You read articles from vendors writing in trade journals. They encourage you to "Win-Back" the customer. Just make a great offer (as if the customer hasn't seen your great offers five days a week for the past sixteen years via email marketing) and tickle his/her buying bone, and you'll "Win-Back" the customer.
Uh huh.
Look at what happens one month after 10,000 16 month 1x buyers are analyzed.
You "won-back" 70 customers out of 10,000. And that's with business as-is. Let's say you were able to improve by 10% through some sort of magical marketing program ... you'd boost the total from 70 out of 10,000 to 77 out of 10,000 ... for an incremental seven (7) customers.

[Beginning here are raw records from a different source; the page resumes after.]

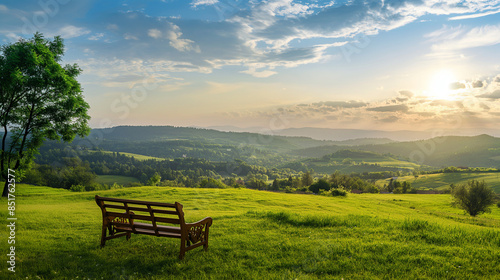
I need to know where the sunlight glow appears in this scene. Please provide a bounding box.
[429,69,457,100]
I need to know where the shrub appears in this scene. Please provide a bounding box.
[330,188,347,196]
[69,185,85,192]
[452,180,495,217]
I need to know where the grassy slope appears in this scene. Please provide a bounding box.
[377,172,500,193]
[0,185,500,279]
[89,150,166,161]
[96,175,139,186]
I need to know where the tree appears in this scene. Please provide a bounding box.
[452,180,495,217]
[309,178,331,193]
[300,171,314,187]
[0,33,90,196]
[147,172,161,186]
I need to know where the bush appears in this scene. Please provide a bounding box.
[69,185,85,192]
[452,180,495,217]
[330,188,347,196]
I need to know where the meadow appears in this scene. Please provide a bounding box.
[376,172,500,194]
[0,184,500,279]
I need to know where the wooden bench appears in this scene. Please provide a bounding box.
[95,195,212,259]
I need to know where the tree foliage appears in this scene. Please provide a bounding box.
[452,180,495,217]
[0,33,90,196]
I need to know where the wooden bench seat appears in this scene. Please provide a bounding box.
[95,195,212,259]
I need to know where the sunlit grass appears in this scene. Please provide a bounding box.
[0,185,500,279]
[377,172,500,193]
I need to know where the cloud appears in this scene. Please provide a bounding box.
[240,67,277,78]
[312,100,368,109]
[428,100,464,108]
[449,82,465,90]
[166,24,200,53]
[89,33,104,41]
[191,0,219,8]
[123,33,139,40]
[57,25,90,39]
[472,80,484,88]
[449,10,500,20]
[379,116,399,123]
[399,90,415,98]
[478,89,500,100]
[427,25,500,52]
[366,104,409,112]
[148,28,161,39]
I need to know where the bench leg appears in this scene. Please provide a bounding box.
[101,225,107,248]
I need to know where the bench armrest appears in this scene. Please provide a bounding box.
[186,217,212,229]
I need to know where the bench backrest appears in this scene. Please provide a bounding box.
[95,195,185,232]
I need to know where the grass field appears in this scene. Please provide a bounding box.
[377,172,500,193]
[90,151,166,161]
[96,175,139,186]
[0,184,500,279]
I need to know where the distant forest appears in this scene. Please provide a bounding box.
[20,127,500,193]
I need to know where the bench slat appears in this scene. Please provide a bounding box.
[96,197,175,208]
[114,223,181,234]
[130,214,181,224]
[103,204,178,216]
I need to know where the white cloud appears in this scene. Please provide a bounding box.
[191,0,219,8]
[240,67,277,78]
[89,33,104,41]
[449,10,500,20]
[429,25,500,52]
[148,29,161,39]
[123,33,139,40]
[106,24,119,30]
[57,25,90,39]
[167,24,201,53]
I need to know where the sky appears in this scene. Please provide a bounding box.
[0,0,500,134]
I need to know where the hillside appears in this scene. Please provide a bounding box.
[294,135,500,167]
[285,150,422,174]
[0,184,500,279]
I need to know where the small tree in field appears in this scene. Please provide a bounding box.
[0,33,90,196]
[452,180,495,217]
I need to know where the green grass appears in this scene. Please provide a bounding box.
[0,185,500,279]
[90,151,167,161]
[377,172,500,193]
[96,175,139,186]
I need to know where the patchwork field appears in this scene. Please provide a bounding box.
[377,172,500,193]
[0,184,500,279]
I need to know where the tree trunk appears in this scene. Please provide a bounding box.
[2,179,9,197]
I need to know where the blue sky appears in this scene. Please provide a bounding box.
[0,0,500,133]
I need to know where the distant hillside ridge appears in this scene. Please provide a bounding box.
[274,127,499,141]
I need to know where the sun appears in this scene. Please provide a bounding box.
[429,69,457,100]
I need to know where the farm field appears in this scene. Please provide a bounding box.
[96,175,139,186]
[90,151,166,161]
[376,172,500,193]
[0,184,500,279]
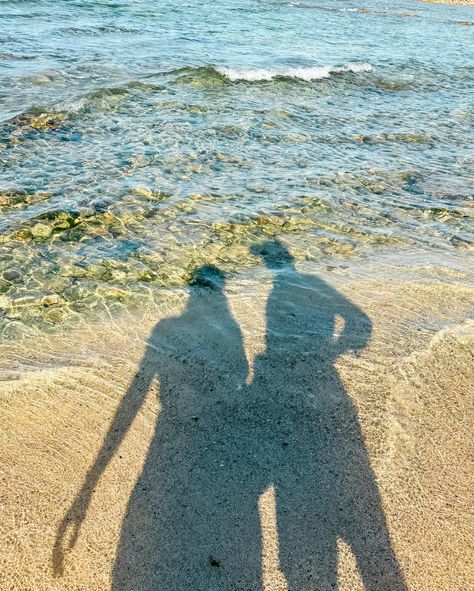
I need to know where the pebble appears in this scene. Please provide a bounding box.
[31,222,52,238]
[3,269,22,283]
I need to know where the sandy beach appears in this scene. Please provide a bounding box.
[0,247,474,591]
[0,0,474,591]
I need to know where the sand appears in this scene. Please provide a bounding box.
[0,251,474,591]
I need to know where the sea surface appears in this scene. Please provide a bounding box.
[0,0,474,339]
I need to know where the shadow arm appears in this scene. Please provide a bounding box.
[335,294,372,355]
[53,348,155,576]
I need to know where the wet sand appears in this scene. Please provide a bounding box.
[0,249,474,591]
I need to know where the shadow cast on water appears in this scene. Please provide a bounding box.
[53,241,406,591]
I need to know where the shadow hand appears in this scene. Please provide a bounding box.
[53,491,91,577]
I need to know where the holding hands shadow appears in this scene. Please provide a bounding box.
[53,247,406,591]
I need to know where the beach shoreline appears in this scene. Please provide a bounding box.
[0,252,474,591]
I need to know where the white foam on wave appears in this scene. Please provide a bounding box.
[216,64,373,82]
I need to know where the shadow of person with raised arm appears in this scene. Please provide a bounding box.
[53,266,261,591]
[251,240,406,591]
[53,247,405,591]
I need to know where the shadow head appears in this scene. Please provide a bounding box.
[250,240,295,269]
[189,265,225,291]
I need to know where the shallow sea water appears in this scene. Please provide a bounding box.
[0,0,474,338]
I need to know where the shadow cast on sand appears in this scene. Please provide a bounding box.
[53,241,406,591]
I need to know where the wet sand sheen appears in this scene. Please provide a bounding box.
[1,250,474,591]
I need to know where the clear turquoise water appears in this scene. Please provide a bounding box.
[0,0,474,336]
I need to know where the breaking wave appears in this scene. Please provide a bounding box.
[215,63,373,82]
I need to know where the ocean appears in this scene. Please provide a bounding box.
[0,0,474,339]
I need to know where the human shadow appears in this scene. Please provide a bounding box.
[251,240,406,591]
[53,247,405,591]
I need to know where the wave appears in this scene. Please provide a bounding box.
[215,63,373,82]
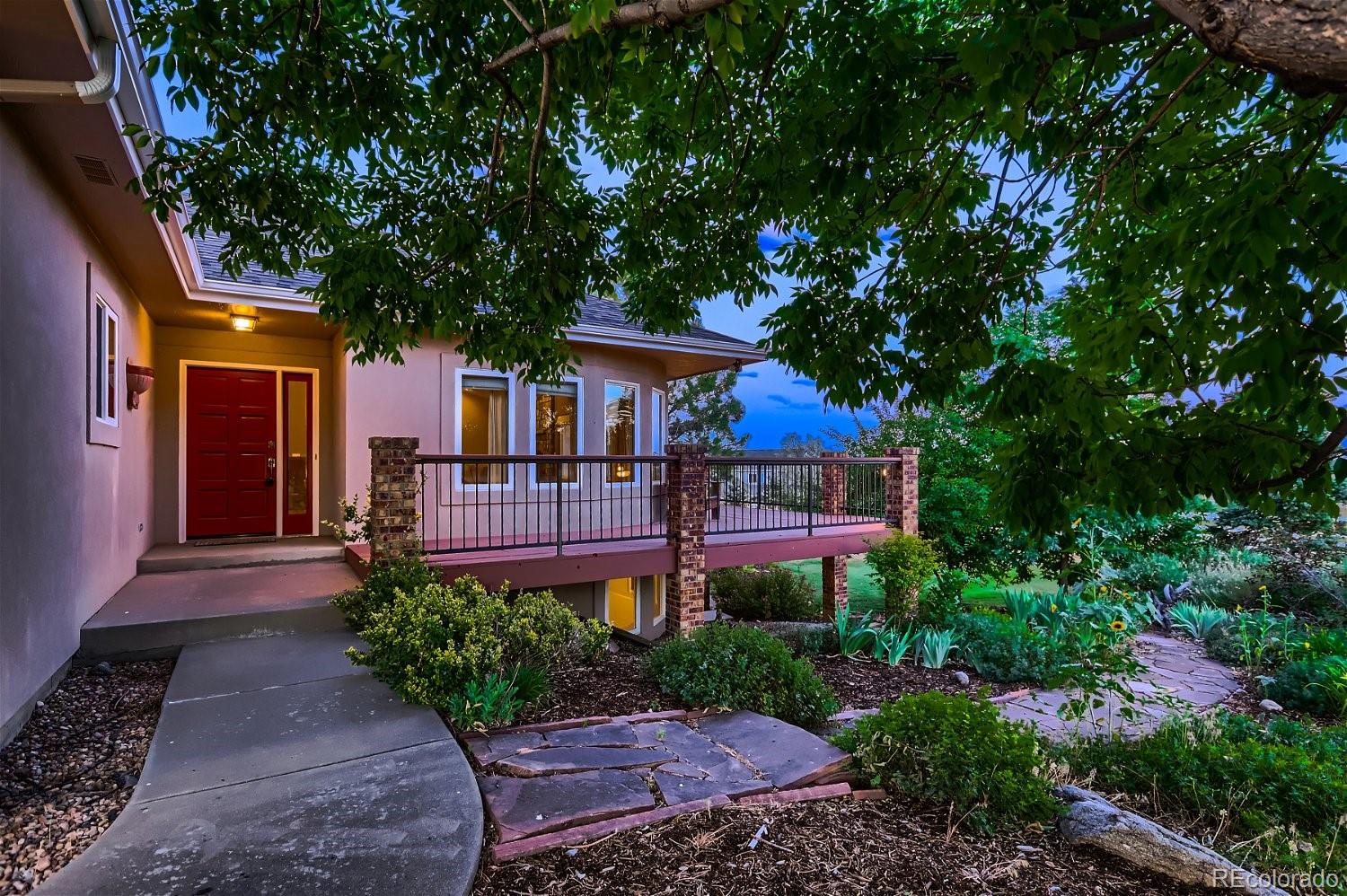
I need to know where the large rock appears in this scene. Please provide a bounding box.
[1056,786,1287,896]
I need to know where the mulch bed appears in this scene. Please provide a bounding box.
[474,797,1193,896]
[810,656,1029,708]
[0,660,172,896]
[511,640,671,725]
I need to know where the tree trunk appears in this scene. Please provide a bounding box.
[1158,0,1347,96]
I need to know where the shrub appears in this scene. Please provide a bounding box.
[867,532,939,619]
[1263,656,1347,718]
[710,566,819,619]
[348,575,579,721]
[918,567,970,628]
[834,691,1056,831]
[1114,554,1188,592]
[954,613,1058,681]
[647,622,838,729]
[333,557,439,632]
[1058,713,1347,867]
[576,619,613,663]
[1169,601,1230,641]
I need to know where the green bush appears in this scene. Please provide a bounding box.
[647,622,838,729]
[333,555,439,632]
[867,532,940,619]
[1115,554,1188,592]
[834,691,1056,831]
[348,575,579,721]
[1058,713,1347,870]
[710,566,819,619]
[918,567,970,628]
[1263,656,1347,718]
[954,611,1058,683]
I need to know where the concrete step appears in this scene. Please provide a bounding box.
[78,560,360,662]
[136,536,345,574]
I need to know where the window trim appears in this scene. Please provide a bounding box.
[651,573,670,625]
[603,575,641,635]
[603,379,641,489]
[92,293,123,430]
[528,374,585,489]
[453,366,517,492]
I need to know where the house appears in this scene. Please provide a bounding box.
[0,0,915,742]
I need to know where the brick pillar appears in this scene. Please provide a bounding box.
[665,444,708,635]
[884,447,921,535]
[821,452,846,619]
[369,436,422,563]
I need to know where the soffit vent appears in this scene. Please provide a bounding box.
[75,155,118,188]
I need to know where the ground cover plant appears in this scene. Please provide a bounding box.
[646,622,838,729]
[348,573,609,727]
[1053,713,1347,873]
[834,692,1056,831]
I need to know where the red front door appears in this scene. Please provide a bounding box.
[186,366,277,539]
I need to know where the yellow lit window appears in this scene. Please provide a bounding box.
[608,578,640,632]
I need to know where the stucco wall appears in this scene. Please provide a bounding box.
[154,326,339,543]
[0,110,159,742]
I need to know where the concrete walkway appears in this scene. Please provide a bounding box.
[38,632,482,896]
[1001,635,1239,738]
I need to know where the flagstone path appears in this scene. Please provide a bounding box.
[465,710,851,861]
[1001,635,1241,738]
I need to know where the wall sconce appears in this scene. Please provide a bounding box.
[127,361,155,411]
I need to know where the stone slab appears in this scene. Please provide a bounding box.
[40,741,482,896]
[164,630,369,703]
[496,746,676,777]
[477,769,655,842]
[543,722,636,746]
[654,769,772,805]
[134,675,450,802]
[698,710,851,789]
[463,732,544,765]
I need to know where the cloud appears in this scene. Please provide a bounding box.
[767,393,819,411]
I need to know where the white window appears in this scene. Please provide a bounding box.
[651,575,668,625]
[533,379,584,485]
[651,390,668,482]
[93,296,121,426]
[603,576,641,633]
[457,371,515,487]
[603,380,638,485]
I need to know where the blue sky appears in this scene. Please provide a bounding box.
[154,75,875,447]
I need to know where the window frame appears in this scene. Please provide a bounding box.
[453,366,517,492]
[528,374,585,489]
[91,293,123,430]
[651,387,670,482]
[603,575,641,635]
[603,379,641,488]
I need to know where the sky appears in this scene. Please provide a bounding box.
[154,75,875,447]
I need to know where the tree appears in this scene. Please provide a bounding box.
[136,0,1347,530]
[670,371,749,454]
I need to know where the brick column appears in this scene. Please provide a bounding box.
[369,436,422,563]
[884,447,921,535]
[821,452,848,619]
[665,444,708,635]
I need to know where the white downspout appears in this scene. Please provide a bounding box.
[0,0,121,105]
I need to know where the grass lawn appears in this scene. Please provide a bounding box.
[779,559,1058,613]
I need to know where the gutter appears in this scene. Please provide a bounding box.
[0,0,121,105]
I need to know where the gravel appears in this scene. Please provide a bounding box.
[0,660,172,896]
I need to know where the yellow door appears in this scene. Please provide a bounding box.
[608,578,636,632]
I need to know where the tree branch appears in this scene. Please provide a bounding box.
[482,0,730,75]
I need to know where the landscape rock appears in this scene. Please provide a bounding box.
[1055,786,1287,896]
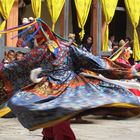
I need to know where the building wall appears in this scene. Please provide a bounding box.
[23,2,72,34]
[126,14,140,42]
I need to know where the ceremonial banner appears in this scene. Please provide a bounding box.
[102,0,118,51]
[46,0,65,31]
[31,0,41,18]
[75,0,92,40]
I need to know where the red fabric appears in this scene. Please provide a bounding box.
[129,89,140,96]
[42,121,76,140]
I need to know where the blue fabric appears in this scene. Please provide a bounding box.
[0,45,140,129]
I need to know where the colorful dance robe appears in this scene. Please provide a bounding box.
[0,45,140,130]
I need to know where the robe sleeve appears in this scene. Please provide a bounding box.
[69,46,139,79]
[0,47,46,104]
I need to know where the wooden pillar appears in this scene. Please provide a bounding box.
[102,11,106,45]
[6,0,18,47]
[91,0,98,55]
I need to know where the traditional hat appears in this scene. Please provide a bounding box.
[68,33,75,40]
[119,39,126,47]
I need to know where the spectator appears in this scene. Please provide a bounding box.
[108,35,115,52]
[15,51,24,61]
[82,36,93,52]
[2,50,15,66]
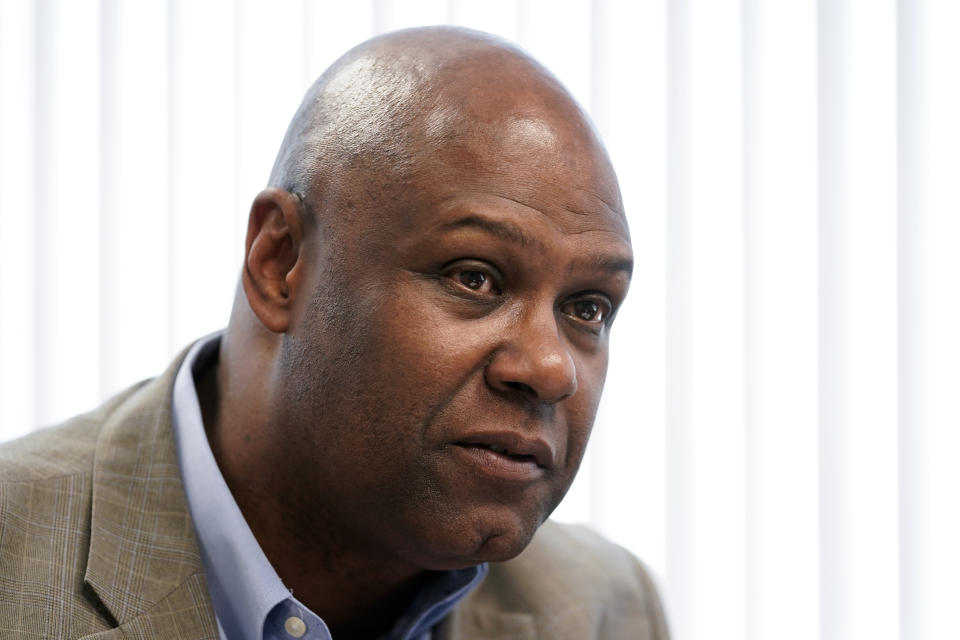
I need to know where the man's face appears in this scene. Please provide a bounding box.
[280,109,631,569]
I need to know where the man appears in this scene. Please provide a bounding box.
[0,28,666,640]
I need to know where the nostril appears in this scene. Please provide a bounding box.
[503,380,537,398]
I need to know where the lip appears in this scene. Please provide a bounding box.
[453,431,555,481]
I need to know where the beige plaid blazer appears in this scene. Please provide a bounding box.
[0,356,667,640]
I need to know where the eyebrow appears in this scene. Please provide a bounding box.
[440,215,544,250]
[440,214,633,278]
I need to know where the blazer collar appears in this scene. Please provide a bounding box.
[435,600,537,640]
[85,351,218,638]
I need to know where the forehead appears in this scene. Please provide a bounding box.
[400,110,629,244]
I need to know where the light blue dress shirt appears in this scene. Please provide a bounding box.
[173,333,487,640]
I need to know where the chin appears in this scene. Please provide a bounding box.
[422,513,545,569]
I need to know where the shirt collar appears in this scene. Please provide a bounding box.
[173,332,487,640]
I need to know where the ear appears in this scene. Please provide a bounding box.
[241,187,303,333]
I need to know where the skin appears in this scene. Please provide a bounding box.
[199,28,631,638]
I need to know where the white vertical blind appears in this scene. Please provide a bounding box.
[0,0,960,640]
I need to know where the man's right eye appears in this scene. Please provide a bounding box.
[446,263,501,296]
[457,271,490,291]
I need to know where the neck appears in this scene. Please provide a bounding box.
[197,334,426,639]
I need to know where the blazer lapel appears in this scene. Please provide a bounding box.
[85,353,219,638]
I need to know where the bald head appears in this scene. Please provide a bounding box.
[270,27,615,225]
[218,28,632,592]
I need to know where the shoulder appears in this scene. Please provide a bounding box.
[0,378,161,638]
[0,382,146,484]
[462,522,667,640]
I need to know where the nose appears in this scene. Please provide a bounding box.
[485,310,577,404]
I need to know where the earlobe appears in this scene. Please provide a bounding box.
[241,187,303,333]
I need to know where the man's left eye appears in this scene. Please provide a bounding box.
[560,298,610,325]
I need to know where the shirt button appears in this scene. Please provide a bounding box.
[283,616,307,638]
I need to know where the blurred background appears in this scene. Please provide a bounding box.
[0,0,960,640]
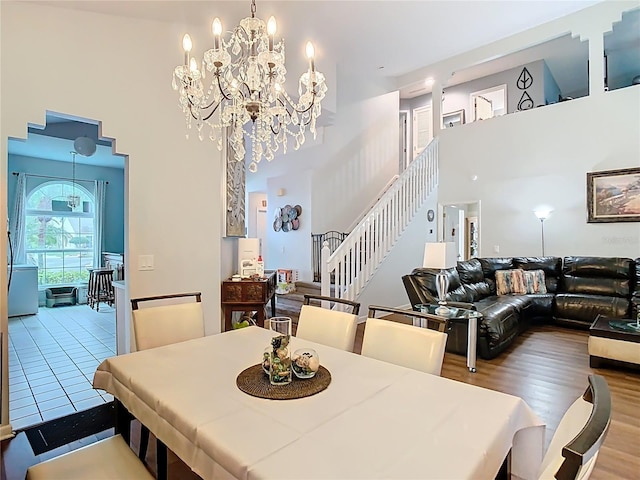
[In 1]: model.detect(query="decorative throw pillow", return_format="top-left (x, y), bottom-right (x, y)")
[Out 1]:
top-left (496, 268), bottom-right (526, 295)
top-left (524, 270), bottom-right (547, 293)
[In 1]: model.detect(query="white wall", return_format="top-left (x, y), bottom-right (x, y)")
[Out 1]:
top-left (357, 193), bottom-right (438, 319)
top-left (0, 2), bottom-right (222, 436)
top-left (439, 86), bottom-right (640, 258)
top-left (313, 92), bottom-right (400, 233)
top-left (247, 85), bottom-right (399, 281)
top-left (264, 171), bottom-right (313, 282)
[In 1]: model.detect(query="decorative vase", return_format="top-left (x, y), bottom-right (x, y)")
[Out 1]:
top-left (291, 348), bottom-right (320, 378)
top-left (269, 335), bottom-right (292, 385)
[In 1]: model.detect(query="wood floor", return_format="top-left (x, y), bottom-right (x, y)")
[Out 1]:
top-left (2, 316), bottom-right (640, 480)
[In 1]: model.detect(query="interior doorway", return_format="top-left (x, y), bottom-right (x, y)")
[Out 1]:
top-left (398, 110), bottom-right (409, 174)
top-left (470, 85), bottom-right (507, 122)
top-left (411, 105), bottom-right (433, 160)
top-left (7, 112), bottom-right (127, 430)
top-left (438, 201), bottom-right (480, 261)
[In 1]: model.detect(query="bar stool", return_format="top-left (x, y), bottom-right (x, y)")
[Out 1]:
top-left (87, 268), bottom-right (115, 312)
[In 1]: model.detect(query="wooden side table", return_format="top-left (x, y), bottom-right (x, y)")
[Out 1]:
top-left (221, 271), bottom-right (276, 331)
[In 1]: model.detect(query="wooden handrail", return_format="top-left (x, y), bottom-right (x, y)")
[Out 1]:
top-left (131, 292), bottom-right (202, 310)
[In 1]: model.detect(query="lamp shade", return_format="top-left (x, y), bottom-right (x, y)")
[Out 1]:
top-left (422, 242), bottom-right (458, 269)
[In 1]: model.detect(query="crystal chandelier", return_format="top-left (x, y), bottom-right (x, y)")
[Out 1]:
top-left (173, 0), bottom-right (327, 172)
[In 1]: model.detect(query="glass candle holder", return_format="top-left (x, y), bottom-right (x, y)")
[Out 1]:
top-left (268, 317), bottom-right (291, 336)
top-left (291, 348), bottom-right (320, 378)
top-left (269, 335), bottom-right (292, 385)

But the vendor got paid - the vendor gets paid not on the 7 customers but on the 10,000 customers.
What happens to the 1x / 16 month segment one year later?
Not depicted are the 9,313 customers who did not repurchase ... only 6.9% of the customers were "won-back" after a year ... bump that by 10% and you are up to 7.6% of the customers. However, the quantity is close to zero, isn't it?
Why work so hard to convert a lapsed buyer (win-back a lapsed buyer) when you could invest that money in a new customer, a new customer who has a 17% chance of buying in the month following a first purchase?
I'm not saying your "win-back" program isn't profitable ... it may well be very profitable. That's a good thing. But you aren't moving the needle on the business ... the customer counts are simply too small to matter.
Go find a new customer, and then apply your marketing prowess to the first three months that customer is on the file.